Like Bob Dylan, Kuepper's lyrics rarely give much away. With his marriage to Judi Dransfield around the corner, Kuepper opens up with another chanson d'amour in the vein of their hit but missed, Eternally Yours with It Gets so Sentimental.

Laughing Clowns close up with the Flypaper - with the riveted ride cymbal catapulting to damaged the damaged lead break and again to a piano, before the single coils light up again and the horn section squeezes the last blow of energy and leaves us with a fading guitar note. Then it's goodbye...

Something 'bout a rise and fall when token signs you've seen/ 
Your Gods are not love/
You still the wear the names of those who've gone and gone and gone and never return/
Flypaper that's on the wall I've said enough often enough.


Logan and Albert News, December 19, 1984. Donat Tahiraj Archive.


Kuepper had considered retirement from music altogether after five years of fronting his own band and had seriously considered opening up a bookshop.

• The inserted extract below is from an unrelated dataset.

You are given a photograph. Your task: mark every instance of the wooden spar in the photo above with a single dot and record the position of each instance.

That was until he decided to take a guitar along to his honeymoon and the rest (as they say) is history. Louise Elliott and Jeffrey Wegener soon joined Chris Bailey's version of the Saints for a tour. Glad Reed and Diane Spence joined Just a Drummer. Paul Smith appeared in Ed Kuepper's first solo touring band and on his second album, Rooms of the Magnificent with guest appearances by Reed and Spence.

 




3 comments:

scott said...

long time follower/downloader
first time commenter
(yeah i know)
anyway
ghosts is one of my favorite albums
but then it's ed
so you know it's good
also
loved the kelpies

keep up the good work

bob nebe said...

Thanks Scott and thanks Donat for an excellent read, cant wait for the book!

David Gerard said...

Yeah. Got this album and played it every day for a year. Or something like that.